I would argue that the alleged "success" of the 1980s (pre 1988) of the US
economy was precisely because for five full years of "recovery" the
unemployment rate remained above 6% (and in fact didn't reach 7% till 1987). 
Then, we had two "good years" of 5.3% unemployment before the recession came
in 1990.  Faced with the danger of unemployment getting down to 5.3% again
(it reached 5.4% in december 1994) --- the FED began to abort the recovery
(interesting parallel to a similar tightening of monetary policy in 1984! --
see GReider for details) --- In other words, today it appears that the
"system managers" are not willing to chance a couple of years like 1988 and
1989 where unemployment was "allowed" to remain so "dangerously low."

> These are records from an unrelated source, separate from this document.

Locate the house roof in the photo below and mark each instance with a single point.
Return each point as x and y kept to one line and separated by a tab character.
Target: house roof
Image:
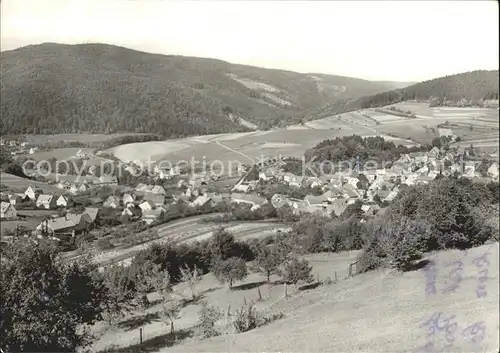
45	198
5	206
349	191
76	218
147	202
58	223
259	200
315	200
339	206
92	212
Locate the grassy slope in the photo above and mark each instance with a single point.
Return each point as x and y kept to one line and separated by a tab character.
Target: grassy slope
373	312
472	85
105	88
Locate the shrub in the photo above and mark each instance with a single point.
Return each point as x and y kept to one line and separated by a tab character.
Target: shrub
208	316
230	270
295	271
248	318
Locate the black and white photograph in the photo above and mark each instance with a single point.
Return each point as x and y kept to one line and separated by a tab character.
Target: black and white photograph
191	176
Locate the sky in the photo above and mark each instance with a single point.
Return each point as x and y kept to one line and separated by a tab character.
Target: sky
374	40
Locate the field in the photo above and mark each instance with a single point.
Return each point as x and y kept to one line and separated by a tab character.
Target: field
41	139
379	311
19	184
245	148
188	230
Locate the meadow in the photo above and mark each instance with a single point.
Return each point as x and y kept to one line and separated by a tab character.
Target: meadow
18	184
378	311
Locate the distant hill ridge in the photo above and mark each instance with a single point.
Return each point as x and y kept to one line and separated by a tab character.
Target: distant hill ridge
56	88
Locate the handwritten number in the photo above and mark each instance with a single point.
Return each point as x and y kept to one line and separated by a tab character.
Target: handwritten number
475	332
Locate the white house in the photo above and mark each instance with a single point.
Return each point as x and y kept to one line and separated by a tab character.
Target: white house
32	192
62	201
8	211
80	153
146	206
46	201
493	170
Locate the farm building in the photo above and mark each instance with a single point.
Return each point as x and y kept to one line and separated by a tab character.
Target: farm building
112	201
63	201
8	211
46	201
155	198
16	199
82	221
147	206
33	192
92	212
128	198
202	201
54	226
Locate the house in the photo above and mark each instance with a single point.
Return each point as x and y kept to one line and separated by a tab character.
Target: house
434	152
254	200
63	201
82	221
493	170
202	201
16	199
8	211
419	157
469	170
339	206
142	187
108	180
445	132
242	187
132	212
350	192
279	200
78	188
92	212
353	181
296	182
157	190
112	202
46	201
80	153
146	206
63	185
313	182
128	198
392	195
370	210
33	192
316	200
57	226
152	215
156	199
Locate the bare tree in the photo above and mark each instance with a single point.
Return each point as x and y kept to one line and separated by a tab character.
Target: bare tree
191	277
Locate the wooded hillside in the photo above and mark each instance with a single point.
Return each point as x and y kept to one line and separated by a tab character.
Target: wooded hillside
55	88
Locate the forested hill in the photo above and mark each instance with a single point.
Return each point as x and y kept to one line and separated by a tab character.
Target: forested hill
470	88
55	88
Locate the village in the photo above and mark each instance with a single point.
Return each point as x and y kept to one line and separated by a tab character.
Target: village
77	207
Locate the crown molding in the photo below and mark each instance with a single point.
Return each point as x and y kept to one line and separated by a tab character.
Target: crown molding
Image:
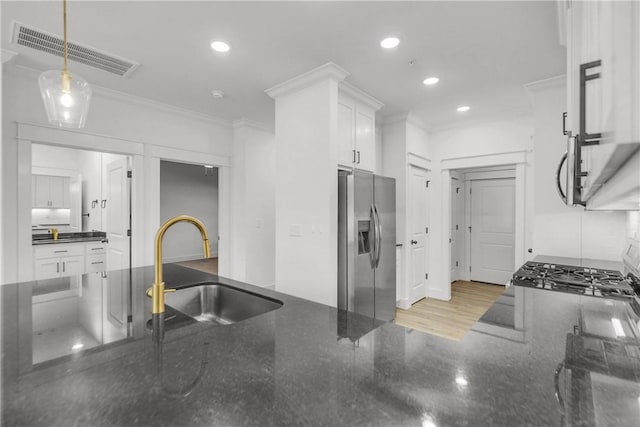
550	83
144	102
406	117
323	72
8	55
360	96
244	122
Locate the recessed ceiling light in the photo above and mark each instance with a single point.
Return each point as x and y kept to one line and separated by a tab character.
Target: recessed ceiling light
220	46
390	42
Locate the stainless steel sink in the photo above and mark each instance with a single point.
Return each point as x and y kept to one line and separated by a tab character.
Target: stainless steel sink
213	302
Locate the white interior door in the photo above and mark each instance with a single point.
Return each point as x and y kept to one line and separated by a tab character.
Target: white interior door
418	223
454	229
492	230
117	214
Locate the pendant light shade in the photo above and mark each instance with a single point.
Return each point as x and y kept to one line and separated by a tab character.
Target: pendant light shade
66	97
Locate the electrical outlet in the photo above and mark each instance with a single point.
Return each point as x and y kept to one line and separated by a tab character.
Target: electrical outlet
295	230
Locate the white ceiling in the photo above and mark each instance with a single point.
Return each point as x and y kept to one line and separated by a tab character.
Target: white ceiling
483	52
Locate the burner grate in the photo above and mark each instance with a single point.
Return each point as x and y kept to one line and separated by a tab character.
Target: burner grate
577	280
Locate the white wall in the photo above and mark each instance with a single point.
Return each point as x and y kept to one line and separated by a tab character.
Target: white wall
306	192
394	164
401	136
633	225
253	196
91	162
186	190
126	120
558	229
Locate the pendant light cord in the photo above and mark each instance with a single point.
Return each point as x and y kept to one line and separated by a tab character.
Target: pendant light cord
64	17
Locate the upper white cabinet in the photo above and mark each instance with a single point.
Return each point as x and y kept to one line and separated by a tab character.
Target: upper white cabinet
603	98
356	128
50	191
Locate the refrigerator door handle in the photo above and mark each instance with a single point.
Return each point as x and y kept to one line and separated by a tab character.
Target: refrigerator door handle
374	237
378	226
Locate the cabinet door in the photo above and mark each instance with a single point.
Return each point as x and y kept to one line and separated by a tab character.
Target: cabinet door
96	263
365	139
42	192
47	268
57	191
346	133
71	266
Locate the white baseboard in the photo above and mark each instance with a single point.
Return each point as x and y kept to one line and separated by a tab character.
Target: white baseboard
404	304
441	294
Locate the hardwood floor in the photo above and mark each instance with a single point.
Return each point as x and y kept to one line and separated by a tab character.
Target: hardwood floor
451	319
208	265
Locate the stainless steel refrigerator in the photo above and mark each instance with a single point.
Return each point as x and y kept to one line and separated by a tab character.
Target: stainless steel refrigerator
367	244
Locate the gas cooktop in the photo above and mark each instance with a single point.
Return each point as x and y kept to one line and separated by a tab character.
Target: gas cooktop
578	280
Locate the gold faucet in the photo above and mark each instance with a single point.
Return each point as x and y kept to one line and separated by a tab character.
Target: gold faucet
157	290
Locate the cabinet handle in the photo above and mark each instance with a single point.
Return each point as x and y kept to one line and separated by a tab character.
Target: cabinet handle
563	196
587	138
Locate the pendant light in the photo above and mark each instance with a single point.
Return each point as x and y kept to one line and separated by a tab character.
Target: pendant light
66	97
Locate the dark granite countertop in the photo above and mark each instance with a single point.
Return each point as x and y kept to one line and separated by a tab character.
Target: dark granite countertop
85	236
306	364
580	262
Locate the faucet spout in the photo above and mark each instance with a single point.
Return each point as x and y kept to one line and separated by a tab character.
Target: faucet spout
157	290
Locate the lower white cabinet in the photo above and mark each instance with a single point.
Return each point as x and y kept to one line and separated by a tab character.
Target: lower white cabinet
68	259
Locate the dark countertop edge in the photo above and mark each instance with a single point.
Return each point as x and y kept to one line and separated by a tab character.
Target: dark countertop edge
60	241
580	262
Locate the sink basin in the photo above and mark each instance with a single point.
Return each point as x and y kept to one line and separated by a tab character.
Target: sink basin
221	304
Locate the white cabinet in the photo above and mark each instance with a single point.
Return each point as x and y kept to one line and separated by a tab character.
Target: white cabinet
68	259
603	92
96	257
356	128
50	191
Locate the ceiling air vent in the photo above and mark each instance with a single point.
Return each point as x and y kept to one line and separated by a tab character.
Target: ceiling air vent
43	41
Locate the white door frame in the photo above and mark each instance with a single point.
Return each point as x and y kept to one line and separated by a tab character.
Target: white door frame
461	241
145	210
517	160
478	176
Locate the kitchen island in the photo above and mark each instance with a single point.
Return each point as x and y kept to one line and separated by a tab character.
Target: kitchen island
308	364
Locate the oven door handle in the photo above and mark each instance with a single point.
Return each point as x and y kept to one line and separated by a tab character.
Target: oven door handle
556	384
561	193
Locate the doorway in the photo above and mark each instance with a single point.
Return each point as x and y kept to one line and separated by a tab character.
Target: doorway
492	230
418	230
95	196
456	243
189	189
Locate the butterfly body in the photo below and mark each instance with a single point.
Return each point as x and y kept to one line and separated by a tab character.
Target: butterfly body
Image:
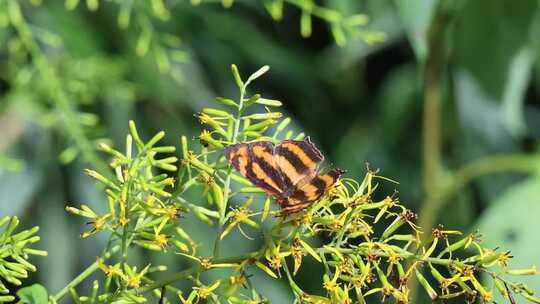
287	171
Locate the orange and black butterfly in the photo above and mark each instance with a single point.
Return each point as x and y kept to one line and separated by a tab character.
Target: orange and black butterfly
287	171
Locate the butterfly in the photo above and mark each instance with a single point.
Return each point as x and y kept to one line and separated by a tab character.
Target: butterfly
288	171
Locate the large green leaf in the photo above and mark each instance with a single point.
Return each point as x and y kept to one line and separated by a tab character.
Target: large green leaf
33	294
487	36
511	223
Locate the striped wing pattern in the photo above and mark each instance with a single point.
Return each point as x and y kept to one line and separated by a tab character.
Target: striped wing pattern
287	171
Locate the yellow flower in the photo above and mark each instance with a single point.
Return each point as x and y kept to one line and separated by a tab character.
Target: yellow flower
205	291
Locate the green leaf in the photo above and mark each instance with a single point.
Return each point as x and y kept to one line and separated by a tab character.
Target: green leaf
498	30
519	76
511	222
416	17
33	294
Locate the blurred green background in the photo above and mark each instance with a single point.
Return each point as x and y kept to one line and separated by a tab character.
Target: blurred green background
448	103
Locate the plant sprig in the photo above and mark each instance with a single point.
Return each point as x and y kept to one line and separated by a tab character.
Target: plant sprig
360	262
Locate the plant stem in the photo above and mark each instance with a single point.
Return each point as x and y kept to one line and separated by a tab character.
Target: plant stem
431	136
431	125
68	116
489	165
83	275
195	269
227	184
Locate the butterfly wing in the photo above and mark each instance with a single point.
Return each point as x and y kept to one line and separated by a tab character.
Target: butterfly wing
297	161
310	192
255	161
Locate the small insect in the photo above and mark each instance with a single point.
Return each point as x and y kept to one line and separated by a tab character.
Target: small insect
287	171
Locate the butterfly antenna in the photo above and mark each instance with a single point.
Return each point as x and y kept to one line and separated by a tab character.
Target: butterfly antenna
162	297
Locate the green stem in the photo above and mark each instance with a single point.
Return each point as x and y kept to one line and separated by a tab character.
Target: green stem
489	165
83	275
195	269
58	95
227	184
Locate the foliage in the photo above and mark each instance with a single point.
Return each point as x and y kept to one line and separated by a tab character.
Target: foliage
143	210
463	73
15	252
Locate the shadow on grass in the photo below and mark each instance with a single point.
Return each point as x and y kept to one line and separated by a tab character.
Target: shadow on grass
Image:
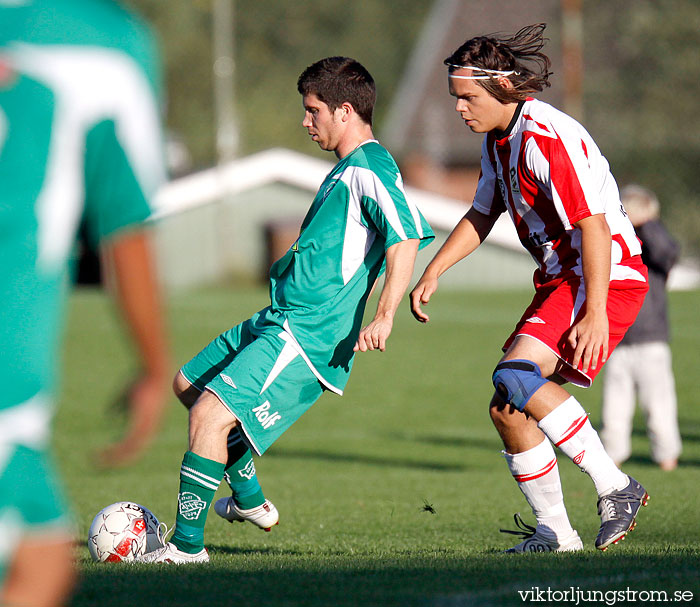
354	458
421	578
645	460
488	443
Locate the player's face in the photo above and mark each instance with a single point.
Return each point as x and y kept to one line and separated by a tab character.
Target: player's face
480	111
324	126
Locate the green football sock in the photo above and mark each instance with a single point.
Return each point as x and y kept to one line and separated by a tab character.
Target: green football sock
240	473
199	480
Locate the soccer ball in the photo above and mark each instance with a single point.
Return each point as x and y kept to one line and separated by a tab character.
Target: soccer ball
123	531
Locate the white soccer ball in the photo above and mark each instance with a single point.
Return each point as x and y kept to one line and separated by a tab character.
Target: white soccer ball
123	531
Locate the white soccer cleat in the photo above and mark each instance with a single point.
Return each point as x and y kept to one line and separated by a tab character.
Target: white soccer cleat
264	516
171	554
535	541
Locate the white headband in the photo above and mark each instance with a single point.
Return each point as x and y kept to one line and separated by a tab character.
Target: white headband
488	73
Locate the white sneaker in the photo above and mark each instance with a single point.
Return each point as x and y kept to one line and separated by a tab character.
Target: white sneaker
535	541
264	516
171	554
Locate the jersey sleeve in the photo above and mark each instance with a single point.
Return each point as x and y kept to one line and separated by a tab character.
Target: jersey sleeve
488	199
560	165
383	201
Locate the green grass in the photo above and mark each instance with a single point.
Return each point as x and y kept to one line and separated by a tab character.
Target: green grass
352	478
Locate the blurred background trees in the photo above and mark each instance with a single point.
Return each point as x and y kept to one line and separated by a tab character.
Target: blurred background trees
641	81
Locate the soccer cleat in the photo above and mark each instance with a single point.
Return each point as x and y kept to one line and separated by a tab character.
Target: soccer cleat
533	541
264	516
172	554
618	512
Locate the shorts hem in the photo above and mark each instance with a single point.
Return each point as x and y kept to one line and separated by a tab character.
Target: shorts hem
244	432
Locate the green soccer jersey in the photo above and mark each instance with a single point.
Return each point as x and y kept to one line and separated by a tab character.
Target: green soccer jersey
319	288
80	144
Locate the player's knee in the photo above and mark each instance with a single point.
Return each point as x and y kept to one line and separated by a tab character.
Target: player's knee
185	392
516	381
210	416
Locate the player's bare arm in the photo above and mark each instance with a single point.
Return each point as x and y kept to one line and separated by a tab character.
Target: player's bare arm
129	261
467	235
400	259
590	335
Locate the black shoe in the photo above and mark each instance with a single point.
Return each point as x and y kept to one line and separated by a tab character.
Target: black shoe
618	511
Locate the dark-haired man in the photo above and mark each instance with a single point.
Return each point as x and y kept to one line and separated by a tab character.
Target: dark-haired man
254	381
545	170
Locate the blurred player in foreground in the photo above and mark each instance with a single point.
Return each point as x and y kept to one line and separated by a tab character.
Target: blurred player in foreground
251	383
79	142
542	167
641	365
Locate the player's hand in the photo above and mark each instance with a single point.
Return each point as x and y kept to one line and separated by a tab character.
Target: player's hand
374	335
589	338
145	401
421	295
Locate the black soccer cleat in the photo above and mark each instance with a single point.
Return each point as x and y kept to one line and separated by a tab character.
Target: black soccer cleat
618	511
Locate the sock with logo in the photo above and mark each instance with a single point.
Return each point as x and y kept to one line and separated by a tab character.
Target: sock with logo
537	475
199	480
240	473
568	428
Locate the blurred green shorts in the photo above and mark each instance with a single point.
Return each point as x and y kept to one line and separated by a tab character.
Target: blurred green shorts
32	503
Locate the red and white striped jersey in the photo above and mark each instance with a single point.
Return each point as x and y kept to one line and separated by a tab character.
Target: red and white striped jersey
548	173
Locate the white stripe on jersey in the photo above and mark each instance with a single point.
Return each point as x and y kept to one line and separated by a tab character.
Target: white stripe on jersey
91	84
578	183
358	238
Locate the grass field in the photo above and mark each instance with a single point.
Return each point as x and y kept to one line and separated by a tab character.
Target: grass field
353	477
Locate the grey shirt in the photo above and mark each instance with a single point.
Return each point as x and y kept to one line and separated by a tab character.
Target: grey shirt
659	252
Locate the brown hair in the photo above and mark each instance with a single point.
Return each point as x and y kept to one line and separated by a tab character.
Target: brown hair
520	53
336	80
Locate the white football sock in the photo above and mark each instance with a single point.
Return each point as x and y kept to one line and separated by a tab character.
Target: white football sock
569	429
537	475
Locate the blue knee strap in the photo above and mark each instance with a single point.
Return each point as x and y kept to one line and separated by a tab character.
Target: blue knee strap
517	380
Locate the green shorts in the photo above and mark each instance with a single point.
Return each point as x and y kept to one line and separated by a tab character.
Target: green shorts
31	499
260	376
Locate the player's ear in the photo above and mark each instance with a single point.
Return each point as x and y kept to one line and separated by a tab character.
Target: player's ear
505	82
346	111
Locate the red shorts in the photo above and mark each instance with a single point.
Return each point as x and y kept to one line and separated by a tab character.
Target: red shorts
557	307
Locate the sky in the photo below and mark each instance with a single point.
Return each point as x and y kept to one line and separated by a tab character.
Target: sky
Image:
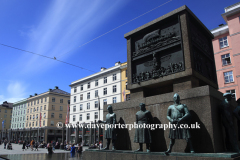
60	29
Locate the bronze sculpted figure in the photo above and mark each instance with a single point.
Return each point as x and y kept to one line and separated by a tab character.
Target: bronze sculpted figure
227	120
178	114
110	133
142	135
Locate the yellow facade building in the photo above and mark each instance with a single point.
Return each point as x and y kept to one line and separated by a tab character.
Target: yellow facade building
5	119
43	114
125	93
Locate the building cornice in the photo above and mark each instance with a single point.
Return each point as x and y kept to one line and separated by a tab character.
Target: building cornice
96	75
220	30
231	10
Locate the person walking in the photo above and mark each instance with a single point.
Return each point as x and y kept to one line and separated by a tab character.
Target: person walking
36	146
5	143
24	145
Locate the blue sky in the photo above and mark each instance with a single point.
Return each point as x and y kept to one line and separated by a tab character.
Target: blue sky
57	28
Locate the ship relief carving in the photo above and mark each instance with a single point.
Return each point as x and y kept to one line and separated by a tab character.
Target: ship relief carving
157	70
157	39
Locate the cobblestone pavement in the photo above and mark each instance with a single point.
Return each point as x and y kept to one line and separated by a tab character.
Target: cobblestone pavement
17	149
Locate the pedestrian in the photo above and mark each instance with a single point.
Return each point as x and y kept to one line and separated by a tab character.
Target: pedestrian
24	145
5	143
72	149
50	149
53	143
36	146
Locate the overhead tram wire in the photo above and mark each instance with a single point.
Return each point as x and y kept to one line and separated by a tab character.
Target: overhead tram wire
118	27
46	57
88	41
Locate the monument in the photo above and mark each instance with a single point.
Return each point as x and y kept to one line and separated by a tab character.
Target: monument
171	54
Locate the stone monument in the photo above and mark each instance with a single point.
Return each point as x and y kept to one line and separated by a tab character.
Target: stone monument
171	54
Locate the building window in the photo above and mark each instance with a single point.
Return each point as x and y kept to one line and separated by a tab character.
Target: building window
88	95
105	80
114	99
105	102
88	116
226	59
127	97
89	85
223	42
96	104
96	115
74	108
88	105
96	82
104	91
114	77
96	93
228	77
233	93
74	99
114	88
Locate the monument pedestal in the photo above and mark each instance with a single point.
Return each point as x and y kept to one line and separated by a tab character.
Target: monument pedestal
127	155
202	103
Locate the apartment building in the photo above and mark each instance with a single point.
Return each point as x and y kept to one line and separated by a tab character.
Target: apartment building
5	118
87	93
227	51
43	112
19	114
125	92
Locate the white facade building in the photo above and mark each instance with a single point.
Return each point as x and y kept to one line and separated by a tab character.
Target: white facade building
105	84
19	114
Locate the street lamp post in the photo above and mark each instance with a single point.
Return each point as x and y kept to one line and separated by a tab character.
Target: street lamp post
98	122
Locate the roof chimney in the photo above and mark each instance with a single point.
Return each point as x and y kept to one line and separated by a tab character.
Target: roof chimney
102	68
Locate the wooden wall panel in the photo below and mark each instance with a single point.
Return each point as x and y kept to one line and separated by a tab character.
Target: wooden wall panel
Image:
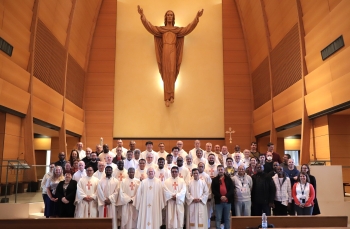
286	69
252	18
55	15
73	124
13	73
44	92
46	112
13	97
74	110
288	114
261	84
82	30
99	103
74	82
288	96
281	17
15	29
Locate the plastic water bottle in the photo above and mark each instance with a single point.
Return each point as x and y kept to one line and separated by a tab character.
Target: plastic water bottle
264	221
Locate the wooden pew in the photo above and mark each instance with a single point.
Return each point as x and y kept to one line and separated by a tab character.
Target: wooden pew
57	223
241	222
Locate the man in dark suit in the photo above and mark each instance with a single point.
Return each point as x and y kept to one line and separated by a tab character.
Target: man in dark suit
223	191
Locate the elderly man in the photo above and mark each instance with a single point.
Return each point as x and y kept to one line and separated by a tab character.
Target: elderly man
130	162
81	172
107	193
189	165
128	190
174	195
197	146
80	150
101	170
223	191
283	197
87	196
243	186
141	172
105	153
199	157
182	152
149	149
149	202
162	153
196	198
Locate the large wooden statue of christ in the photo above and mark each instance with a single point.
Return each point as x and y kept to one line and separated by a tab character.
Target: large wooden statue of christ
169	42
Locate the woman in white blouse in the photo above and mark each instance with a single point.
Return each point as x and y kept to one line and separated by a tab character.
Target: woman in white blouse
303	195
51	186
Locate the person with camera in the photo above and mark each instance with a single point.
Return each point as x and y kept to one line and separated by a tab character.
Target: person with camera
303	194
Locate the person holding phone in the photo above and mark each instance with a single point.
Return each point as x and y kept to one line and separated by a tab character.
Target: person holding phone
303	194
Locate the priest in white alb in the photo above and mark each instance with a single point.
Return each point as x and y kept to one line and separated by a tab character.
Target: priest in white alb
86	200
174	194
196	199
107	193
127	193
149	202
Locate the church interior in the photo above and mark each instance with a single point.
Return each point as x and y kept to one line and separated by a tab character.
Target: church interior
86	71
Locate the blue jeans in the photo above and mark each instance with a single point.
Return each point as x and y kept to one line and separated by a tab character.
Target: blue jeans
222	210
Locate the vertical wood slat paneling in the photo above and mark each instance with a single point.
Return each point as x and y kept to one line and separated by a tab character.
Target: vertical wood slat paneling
99	108
49	59
285	62
237	87
75	82
261	84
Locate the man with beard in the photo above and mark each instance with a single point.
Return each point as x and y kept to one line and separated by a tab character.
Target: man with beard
211	167
128	190
223	190
196	199
107	193
87	195
174	195
149	202
160	172
93	162
130	162
183	172
263	192
141	172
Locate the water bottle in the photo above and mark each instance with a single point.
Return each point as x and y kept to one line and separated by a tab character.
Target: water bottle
264	221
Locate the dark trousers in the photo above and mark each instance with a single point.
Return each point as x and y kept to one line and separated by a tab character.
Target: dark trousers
279	209
291	211
303	211
258	209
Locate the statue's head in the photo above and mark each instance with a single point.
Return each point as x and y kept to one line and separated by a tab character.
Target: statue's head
169	14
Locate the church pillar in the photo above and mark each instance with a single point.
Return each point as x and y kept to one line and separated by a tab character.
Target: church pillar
319	147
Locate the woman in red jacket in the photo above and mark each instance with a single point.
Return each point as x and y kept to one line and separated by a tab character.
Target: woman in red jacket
303	194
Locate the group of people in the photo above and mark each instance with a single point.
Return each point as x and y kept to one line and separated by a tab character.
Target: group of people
159	190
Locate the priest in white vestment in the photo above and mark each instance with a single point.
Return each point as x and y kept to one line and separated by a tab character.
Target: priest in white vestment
101	170
127	194
130	162
86	200
141	172
149	149
183	171
81	172
149	202
107	193
196	199
161	172
174	194
120	172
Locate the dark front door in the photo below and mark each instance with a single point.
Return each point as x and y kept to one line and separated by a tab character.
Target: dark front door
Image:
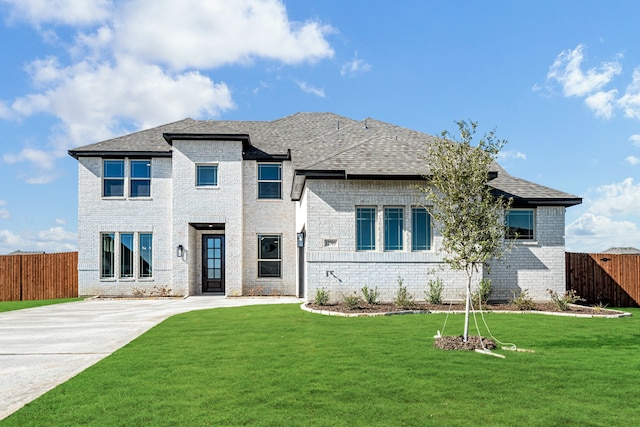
213	263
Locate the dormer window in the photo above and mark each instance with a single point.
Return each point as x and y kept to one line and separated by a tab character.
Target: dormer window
269	181
116	173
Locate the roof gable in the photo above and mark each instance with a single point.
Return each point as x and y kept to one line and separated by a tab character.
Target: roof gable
320	145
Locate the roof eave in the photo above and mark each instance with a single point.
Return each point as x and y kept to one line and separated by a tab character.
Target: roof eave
117	154
170	137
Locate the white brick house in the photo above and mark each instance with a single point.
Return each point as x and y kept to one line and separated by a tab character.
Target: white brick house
285	207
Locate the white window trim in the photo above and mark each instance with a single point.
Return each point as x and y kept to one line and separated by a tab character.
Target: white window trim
258	259
117	258
429	224
258	181
533	239
375	227
207	187
127	180
384	228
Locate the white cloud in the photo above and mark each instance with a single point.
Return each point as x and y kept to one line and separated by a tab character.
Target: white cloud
632	160
630	101
55	239
93	100
307	88
79	12
56	234
4	212
610	219
510	154
595	233
602	103
41	158
136	67
616	199
355	66
207	34
567	70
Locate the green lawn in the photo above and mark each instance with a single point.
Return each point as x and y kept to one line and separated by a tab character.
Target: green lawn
19	305
280	366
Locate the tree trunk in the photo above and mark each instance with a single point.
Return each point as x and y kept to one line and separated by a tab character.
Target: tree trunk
467	309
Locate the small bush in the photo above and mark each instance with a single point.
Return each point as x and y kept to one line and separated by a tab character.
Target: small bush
162	291
138	292
562	302
371	295
434	296
599	307
481	296
523	301
403	298
352	301
322	296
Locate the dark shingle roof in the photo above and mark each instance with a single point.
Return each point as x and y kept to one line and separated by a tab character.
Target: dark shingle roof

I am trying to argue that the 1980s represented a relatively unsuccessful
recovery (by capitalists' own standards and recent historical parallels) ---

If we use absolute levels of unemployment as the standard, then the post
1991 recovery looks "better" than the post 1982 recovery --- but remember,
the unemployment rate of 9.7% in 1982 and only 6.7% in 1991.  The
unemployment rate FELL steadily (if slowly) from 1983 to 1990 while it
actually increased through 1992 (peaking at 7.7% in June) before beginning
its slow fall (which didn't reach 5.4% until Dec 1994).

Recently, when sketching the
> Phillips curve for my students, I discovered that at least for the
> last few years, the "unemployment-inflation trade-off" has improved
> (meaning less stagflation), using the official unemployment rate.
> 
> Now I am not trying to praise Clinton or Greenspan or claim that
> we're having a "soft landing."  Au contraire. I think what's
> happening is that the same amount of (official) unemployment
> has a larger impact on worker bargaining power than it did
> in the 1970s.  Unemployment insurance benefits are down,
> as is trade-union strength. Etc.  So 5.8% unemployment now
> looks as bad as (say) 7% fifteen years ago.

Has the Sam Bowles/Julie Schor time series of the "cost of losing your job"
been updated through the present.  That's a useful index, IMHO, for what Jim
seems to be concluding...  
> 
> It's my hypothesis that something similar happened during
> the late 1920s.  Now there's a cheering parallel.
> 
Agreed
-- 
Mike Meeropol
Economics Department
Cultures Past and Present Program
Western New England College
Springfield, Massachusetts
"Don't blame us, we voted for George McGovern!"
Unrepentent Leftist!!
[EMAIL PROTECTED]
[if at bitnet node:  in%"[EMAIL PROTECTED]" but that's fading fast!]